Персия. Рождение и крах древней сверхдержавы - страница 10
«Высокогорная земля, благословленная прекрасным климатом и изобилующая сезонными плодами. В ней были долины, густо поросшие лесом, и парки, где были посажены дающие тень деревья различных видов, а также естественно сходящиеся поляны и холмы, и ручьи с водой, так что путешественники с удовольствием задерживались в местах, располагающих к отдыху. Кроме того, там царило изобилие всякого рода скота… Те, кто населял эту страну, были самыми воинственными из персов, каждый мужчина был лучником и пращником, и по плотности населения эта страна также превосходила все остальные».
В этом изобильном месте, столь очевидно благословленном богами, Кир был посвящен в ханы и цари Персии на церемонии, настолько насыщенной древней евразийской символикой, что даже жрецы не могли до конца объяснить некоторые из наиболее загадочных обрядов. В присутствии духовенства и при их посредничестве Кир был превращен из избранного наследника в монарха и символически обрел новое царское «тело», надев династическую реликвию – гаунаку из воловьей кожи, пальто с длинными рукавами, которое когда-то принадлежало его предку Теиспу (хотя, возможно, было намного древнее).
Затем Кир съел простое блюдо из сладких фиников и фисташек и выпил айраг, или густое, кислое, перебродившее кобылье молоко – скромную пищу евразийских кочевников. Смирение было отличительной чертой этого священного ритуала, и благодаря своему участию в нем Кир должен был вернуться к степной идентичности и простым кочевым корням своего народа.

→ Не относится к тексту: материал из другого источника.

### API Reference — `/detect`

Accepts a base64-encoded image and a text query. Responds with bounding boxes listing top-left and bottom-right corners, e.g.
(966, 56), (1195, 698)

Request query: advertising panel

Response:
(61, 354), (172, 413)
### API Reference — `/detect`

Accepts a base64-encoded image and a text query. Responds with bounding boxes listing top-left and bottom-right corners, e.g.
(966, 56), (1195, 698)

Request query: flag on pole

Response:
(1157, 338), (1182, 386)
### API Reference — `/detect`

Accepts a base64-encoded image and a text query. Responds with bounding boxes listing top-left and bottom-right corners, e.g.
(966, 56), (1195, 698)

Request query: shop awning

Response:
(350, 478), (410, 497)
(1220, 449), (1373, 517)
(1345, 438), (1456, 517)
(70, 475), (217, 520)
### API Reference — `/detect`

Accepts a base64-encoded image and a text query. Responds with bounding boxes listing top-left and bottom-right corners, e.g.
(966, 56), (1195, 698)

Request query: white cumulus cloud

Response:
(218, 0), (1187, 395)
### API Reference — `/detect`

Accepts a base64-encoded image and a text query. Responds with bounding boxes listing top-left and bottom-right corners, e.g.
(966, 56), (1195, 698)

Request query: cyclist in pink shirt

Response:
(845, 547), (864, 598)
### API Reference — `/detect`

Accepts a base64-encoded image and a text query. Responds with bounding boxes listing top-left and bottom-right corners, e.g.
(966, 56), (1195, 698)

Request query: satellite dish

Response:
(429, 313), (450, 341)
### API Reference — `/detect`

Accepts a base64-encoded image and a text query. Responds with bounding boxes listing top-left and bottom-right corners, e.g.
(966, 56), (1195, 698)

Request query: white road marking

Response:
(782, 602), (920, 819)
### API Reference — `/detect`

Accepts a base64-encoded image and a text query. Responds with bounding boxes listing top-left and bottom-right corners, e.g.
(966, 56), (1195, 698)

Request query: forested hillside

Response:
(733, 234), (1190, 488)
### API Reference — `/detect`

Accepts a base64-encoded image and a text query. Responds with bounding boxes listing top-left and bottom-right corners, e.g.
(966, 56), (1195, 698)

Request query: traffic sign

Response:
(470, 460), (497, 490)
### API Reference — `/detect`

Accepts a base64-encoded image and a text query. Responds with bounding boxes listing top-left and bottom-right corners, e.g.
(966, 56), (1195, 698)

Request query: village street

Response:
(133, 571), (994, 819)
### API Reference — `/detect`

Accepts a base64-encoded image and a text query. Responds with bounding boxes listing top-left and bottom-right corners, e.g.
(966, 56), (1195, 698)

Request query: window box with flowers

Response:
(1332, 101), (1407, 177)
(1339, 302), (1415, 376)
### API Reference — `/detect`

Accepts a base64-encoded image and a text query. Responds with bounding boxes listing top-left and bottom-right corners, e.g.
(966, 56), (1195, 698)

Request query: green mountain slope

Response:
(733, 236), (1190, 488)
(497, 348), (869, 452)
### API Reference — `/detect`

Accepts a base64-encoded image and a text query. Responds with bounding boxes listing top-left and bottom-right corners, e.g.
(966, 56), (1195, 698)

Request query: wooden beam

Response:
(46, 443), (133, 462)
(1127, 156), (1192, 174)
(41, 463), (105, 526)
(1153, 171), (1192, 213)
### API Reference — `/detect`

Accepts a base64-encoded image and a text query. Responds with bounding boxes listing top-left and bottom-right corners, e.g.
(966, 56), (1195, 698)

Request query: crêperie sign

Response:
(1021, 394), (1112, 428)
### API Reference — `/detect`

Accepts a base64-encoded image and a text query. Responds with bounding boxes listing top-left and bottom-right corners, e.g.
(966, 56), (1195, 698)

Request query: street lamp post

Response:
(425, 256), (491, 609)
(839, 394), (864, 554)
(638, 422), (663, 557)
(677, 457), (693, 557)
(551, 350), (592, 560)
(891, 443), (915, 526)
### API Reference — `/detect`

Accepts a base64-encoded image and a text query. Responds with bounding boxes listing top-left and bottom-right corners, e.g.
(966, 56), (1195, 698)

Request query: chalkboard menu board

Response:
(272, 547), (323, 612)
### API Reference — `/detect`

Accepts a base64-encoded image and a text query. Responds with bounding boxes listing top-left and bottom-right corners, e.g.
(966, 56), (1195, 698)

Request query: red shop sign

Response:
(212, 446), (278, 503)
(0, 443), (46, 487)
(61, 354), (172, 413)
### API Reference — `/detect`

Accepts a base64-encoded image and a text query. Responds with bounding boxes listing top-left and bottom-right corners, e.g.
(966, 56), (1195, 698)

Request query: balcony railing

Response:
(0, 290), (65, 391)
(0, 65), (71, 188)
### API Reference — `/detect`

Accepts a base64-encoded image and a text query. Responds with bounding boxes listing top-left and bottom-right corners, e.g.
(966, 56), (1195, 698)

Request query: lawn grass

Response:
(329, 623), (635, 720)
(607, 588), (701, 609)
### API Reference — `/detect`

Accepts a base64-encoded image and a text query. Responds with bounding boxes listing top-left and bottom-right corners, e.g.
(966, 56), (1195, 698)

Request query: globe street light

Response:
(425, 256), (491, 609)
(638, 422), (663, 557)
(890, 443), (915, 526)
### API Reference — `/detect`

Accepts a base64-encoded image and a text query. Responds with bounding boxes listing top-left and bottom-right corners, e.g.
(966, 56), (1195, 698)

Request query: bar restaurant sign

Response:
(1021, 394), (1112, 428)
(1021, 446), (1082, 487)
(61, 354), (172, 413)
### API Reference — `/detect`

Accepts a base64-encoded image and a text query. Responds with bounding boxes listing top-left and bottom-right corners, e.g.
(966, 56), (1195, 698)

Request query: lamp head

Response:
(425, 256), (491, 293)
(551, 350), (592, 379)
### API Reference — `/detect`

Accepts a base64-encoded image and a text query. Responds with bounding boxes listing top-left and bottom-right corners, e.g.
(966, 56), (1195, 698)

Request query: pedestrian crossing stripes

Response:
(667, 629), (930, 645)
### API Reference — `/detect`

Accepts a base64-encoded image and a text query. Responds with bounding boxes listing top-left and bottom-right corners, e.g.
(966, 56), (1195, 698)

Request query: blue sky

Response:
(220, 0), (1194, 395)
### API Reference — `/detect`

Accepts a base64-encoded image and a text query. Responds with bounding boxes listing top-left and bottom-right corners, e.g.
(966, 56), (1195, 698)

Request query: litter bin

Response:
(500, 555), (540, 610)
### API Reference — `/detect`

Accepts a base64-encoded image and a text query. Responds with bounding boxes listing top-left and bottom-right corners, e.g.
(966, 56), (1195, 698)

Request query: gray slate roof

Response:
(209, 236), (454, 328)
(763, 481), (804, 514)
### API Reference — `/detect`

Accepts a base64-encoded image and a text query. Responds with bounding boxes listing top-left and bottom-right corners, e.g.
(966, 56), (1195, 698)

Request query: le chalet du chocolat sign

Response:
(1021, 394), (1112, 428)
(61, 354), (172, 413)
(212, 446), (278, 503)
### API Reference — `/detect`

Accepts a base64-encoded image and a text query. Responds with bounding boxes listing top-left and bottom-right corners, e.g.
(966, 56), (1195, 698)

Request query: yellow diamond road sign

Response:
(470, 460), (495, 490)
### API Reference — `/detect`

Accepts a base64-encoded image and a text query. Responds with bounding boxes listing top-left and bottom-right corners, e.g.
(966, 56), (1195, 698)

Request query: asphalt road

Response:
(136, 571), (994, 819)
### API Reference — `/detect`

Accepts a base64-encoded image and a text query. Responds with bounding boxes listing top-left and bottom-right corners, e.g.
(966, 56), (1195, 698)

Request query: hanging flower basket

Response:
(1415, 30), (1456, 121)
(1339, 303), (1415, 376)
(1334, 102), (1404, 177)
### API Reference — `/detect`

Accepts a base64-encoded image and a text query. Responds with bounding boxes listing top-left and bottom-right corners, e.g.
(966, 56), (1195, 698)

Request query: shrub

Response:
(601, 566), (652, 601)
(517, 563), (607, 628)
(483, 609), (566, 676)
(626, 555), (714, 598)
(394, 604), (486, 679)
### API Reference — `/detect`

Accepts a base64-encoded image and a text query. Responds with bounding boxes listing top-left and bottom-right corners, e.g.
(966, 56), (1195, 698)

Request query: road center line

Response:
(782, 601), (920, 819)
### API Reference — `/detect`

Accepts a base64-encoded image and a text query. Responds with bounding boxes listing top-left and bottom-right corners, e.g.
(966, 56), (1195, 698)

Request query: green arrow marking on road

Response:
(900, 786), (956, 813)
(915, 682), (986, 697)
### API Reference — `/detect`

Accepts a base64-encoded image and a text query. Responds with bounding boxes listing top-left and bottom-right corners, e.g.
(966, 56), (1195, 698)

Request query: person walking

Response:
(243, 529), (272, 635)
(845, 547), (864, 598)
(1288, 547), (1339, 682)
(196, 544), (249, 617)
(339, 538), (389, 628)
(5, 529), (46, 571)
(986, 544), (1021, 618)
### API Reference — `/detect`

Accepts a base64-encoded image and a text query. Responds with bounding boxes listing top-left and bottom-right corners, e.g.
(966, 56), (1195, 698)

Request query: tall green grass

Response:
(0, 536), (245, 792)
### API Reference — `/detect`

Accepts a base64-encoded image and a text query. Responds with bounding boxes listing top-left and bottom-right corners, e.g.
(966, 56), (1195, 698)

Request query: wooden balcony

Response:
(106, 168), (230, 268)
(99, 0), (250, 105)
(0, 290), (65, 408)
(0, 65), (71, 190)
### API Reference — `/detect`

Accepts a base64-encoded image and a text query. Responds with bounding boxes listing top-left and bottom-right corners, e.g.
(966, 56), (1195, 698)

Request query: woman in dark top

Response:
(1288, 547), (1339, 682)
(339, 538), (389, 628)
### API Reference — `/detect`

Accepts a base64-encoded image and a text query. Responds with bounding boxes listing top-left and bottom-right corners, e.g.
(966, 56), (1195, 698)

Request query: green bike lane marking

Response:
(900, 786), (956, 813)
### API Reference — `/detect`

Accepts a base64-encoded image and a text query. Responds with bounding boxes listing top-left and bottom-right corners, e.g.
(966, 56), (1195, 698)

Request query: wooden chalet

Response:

На момент вступления в должность Киру было за тридцать, он был мужчиной в самом расцвете сил. Его лицо потемнело от солнца и ветра, кожа была ровной, и только вокруг глаз залегли глубокие морщины, более светлые, чем остальная часть лица, – все из-за того, что он постоянно щурился на солнце, пытаясь разглядеть своего сокола, когда тот поднимался в небо, прежде чем спикировать низко к земле и убить добычу. Его темные глаза оттенялись густыми бровями. Черная водянистая тушь, которую он обильно наносил вокруг глаз, добавляла блеска его взгляду. Он был худощав и хорош собой в том смысле, в каком исключительно красивы персидские мужчины. На нем была тяжелая цветастая тканая туника из хорошей толстой шерсти, утепленная и подпоясанная на талии. Поверх нее была надета гаунака длиной до земли, подбитая густой овечьей шерстью и украшенная аппликацией из золотых розеток и войлочных лошадиных голов. Его руки были мозолистыми и твердыми – результат трех десятилетий взаимодействия с поводьями лошадей, деревянными древками копий и натянутой тетивой лука. Когда он был младенцем и только научился хватать, ему преподнесли поводья, чтобы он привыкал держать их, а также лошадей, чтобы он мог ездить верхом. Перчаток он не носил, но расширяющиеся манжеты длинных рукавов его пальто доходили до кончиков пальцев, обеспечивая им некоторую защиту от пронизывающего ветра. Их называли «манжетами в виде лошадиных копыт». Объезжая лошадей суровой зимой, он засовывал поводья внутрь рукавов, чтобы согреть руки, не жертвуя при этом контролем над лошадью. Самой примечательной характеристикой его наряда – как и всей одежды кочевников – был его объем, поскольку он был сшит для утепления и комфорта. Меховая гаунака была достаточно большой, чтобы спрятать под нее ягненка, козленка или какую-нибудь другую драгоценность, нуждающуюся в защите.